Cashew nuts in shell accounted for 24.96% of the total agricultural goods export valued at N60.5 billion according to a report from National Bureau of Statistics (NBS). A breakdown the above figure shows that cashew nuts in shell valued at N15.1 billion was exported to Vietnam, while cashew nuts valued at N8.3 billion and N2.2 billion was exported to Vietnam and India respectively.
The report shows further that cashew nuts traded during the period worth N16.22 billion, which is made up of cashew nuts in shell valued at N15.1 billion and cashew nuts shelled valued at N1.2 billion.
Over the years, Nigeria has been one of the largest producers of raw cashew nuts globally, rated fourth in the world, with an estimated yearly export volume of at least, $600 million and an untapped potential of over $500.8 million. During the period under review cashew emerged as the country’s second-biggest agricultural export, behind Sesames seed, according to the NBS.
Cashew nut, which remains a tropical tree crop, is a source of food, income, industrial raw materials and foreign exchange for many countries of Africa, Asia and Latin America. In Nigeria, a minimum of 300,000 metric tonnes is exported every year with current price of $2000, this translates to $600 million on yearly basis for exportation alone but when it is processed into cashew kernel, a ton of the processed kernel is about $6,000. If 300,000 metric tonnes of cashew is processed, and yield 1000 metric tonnes and 1000 metric tonnes multiplied by $6,000 is equivalent to $6 million. This reveals the strategic position of cashew to support the economy of the country.
The commercial cultivation of cashew dates back to more than 60 years, while research and development into its production, processing and marketing started in 1972. Currently, national production of raw nuts is estimated at 250,000 MT and expected to reach 500,000 metric tonnes by 2025. Presently, states in the South-East produce cashew, then in South-West except Lagos State produce cashew. States in the North Central produce large quantities of cashew and now cashew is produced in the North East and North West respectively. However, Just about 5% of the produced nuts are processed in Nigeria.
But despite the huge economic opportunity the produce holds, its potentials are yet to be fully harnessed, due to several factors, ranging from lack of support from government, lack of a national policy on cashew, absent of research and development, lack of capacity, poor storage facility for cashew fruits and many more.

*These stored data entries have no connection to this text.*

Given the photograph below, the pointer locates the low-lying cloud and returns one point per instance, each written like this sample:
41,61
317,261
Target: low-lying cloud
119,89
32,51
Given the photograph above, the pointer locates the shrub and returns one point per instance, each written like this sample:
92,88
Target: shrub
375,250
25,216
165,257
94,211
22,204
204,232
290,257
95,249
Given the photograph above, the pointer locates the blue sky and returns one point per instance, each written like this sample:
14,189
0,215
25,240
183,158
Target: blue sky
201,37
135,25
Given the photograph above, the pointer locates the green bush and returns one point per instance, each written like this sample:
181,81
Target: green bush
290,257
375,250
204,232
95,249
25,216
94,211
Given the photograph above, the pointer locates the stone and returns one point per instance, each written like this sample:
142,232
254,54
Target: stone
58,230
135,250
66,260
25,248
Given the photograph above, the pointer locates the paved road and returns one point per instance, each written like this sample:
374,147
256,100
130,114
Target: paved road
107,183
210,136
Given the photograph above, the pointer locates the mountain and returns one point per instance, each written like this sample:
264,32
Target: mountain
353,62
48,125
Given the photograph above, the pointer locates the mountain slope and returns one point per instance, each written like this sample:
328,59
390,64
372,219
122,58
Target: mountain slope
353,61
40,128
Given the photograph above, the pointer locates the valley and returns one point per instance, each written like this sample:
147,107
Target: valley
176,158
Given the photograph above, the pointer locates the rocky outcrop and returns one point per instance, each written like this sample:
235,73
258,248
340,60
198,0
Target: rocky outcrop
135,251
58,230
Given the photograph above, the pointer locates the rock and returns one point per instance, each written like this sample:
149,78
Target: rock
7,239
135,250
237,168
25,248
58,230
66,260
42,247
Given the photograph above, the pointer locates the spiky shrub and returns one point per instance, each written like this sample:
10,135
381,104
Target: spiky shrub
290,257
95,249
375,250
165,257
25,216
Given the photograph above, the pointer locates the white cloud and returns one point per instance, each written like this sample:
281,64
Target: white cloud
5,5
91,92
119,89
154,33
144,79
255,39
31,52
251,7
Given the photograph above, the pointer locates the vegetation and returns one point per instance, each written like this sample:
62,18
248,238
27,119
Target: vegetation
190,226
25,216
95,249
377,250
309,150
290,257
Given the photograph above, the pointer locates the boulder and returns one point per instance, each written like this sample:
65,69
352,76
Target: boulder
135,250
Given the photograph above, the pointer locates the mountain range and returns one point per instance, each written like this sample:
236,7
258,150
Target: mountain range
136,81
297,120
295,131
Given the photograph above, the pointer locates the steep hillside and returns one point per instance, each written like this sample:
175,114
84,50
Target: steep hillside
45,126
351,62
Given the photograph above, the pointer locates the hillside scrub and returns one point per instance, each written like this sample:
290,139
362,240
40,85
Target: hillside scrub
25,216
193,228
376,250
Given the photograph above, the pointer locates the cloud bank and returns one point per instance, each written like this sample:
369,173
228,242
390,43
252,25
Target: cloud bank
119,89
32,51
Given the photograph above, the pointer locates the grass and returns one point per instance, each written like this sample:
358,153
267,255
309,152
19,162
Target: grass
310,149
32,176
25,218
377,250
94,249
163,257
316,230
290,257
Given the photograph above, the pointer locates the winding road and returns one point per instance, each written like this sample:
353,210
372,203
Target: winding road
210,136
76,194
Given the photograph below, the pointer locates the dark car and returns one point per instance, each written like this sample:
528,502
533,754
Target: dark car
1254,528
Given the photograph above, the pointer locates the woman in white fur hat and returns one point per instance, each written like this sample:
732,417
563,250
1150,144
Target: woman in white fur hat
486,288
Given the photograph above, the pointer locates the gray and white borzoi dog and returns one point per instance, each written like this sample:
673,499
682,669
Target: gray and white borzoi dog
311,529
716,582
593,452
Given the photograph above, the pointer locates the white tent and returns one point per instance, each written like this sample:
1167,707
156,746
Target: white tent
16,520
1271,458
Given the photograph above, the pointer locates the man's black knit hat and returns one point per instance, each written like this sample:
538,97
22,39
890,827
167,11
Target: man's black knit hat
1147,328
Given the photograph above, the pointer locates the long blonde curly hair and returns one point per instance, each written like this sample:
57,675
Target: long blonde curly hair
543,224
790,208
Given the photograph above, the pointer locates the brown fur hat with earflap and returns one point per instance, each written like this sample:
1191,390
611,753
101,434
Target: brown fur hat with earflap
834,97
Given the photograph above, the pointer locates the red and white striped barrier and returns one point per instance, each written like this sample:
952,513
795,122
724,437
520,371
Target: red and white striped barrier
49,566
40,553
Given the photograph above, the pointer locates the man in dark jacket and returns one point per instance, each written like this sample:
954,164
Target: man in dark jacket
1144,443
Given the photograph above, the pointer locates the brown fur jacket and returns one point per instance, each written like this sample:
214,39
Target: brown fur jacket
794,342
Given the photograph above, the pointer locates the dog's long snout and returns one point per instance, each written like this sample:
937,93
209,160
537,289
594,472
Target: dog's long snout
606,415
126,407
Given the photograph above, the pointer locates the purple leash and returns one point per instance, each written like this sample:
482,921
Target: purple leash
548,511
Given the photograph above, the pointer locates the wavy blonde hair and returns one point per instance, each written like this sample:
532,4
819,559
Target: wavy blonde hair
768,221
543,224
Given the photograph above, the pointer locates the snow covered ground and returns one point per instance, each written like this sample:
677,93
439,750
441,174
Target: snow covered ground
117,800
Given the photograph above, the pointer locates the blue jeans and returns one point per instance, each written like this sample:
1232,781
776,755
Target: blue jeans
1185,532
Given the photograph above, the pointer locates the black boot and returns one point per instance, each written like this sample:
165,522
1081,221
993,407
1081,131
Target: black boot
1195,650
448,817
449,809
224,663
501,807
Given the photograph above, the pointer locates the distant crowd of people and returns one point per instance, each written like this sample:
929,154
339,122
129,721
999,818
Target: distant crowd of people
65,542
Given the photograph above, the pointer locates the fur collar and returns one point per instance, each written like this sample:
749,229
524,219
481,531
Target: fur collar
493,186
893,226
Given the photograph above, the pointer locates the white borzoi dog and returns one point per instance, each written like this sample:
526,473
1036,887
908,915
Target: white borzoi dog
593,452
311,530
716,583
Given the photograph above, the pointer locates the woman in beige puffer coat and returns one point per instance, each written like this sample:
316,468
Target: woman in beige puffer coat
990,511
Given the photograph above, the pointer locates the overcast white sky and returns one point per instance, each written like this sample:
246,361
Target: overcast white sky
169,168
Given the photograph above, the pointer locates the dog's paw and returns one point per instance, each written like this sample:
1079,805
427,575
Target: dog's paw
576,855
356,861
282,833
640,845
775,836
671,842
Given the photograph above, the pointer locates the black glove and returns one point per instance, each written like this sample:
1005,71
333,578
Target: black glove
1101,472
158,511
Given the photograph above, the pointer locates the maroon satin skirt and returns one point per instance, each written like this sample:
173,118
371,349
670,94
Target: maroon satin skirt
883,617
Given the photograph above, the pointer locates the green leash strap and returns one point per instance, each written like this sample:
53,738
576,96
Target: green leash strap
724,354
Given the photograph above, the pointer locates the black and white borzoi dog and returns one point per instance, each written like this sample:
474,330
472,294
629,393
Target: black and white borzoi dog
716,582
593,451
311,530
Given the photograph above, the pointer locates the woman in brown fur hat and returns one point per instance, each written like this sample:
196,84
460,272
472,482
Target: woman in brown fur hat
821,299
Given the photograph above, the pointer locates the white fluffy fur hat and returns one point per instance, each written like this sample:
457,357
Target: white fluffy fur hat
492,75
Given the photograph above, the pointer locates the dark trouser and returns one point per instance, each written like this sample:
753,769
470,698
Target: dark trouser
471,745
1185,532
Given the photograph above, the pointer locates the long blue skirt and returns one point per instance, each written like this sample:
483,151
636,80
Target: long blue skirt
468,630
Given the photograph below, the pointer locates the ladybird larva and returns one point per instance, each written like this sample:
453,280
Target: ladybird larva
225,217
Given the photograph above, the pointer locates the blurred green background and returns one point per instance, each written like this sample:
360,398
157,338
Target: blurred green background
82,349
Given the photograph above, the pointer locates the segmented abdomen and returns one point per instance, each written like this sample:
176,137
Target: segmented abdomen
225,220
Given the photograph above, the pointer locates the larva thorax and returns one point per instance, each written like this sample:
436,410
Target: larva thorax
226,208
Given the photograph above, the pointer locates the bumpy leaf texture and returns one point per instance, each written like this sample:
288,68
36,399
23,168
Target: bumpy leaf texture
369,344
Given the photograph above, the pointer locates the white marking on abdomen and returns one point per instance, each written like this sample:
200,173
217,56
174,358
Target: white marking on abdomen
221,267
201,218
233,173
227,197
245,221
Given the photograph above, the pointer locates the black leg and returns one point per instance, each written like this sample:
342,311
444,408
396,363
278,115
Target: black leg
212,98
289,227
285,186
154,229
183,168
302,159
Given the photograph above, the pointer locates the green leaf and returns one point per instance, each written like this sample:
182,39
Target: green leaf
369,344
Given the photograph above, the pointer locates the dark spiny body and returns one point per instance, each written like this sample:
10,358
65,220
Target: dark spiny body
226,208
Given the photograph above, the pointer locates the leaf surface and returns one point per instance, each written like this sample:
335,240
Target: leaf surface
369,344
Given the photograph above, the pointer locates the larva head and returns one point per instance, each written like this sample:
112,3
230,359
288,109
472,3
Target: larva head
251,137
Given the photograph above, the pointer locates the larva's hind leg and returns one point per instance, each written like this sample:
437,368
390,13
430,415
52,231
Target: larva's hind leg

To increase the uptake in revenues from cashew, the government should invest in research and development in the area of seedlings, new technologies to improve cashew productivity and increase the acreage of the production; collaborate with the National Cashew Association of Nigeria; develop the farmers and farmlands and put in place policies that aid activities in the cashew value chain among others. This in turn will create substantial jobs for the teeming unemployed youths, increase local consumption of cashew kernel and increase the income of players in the value – chain.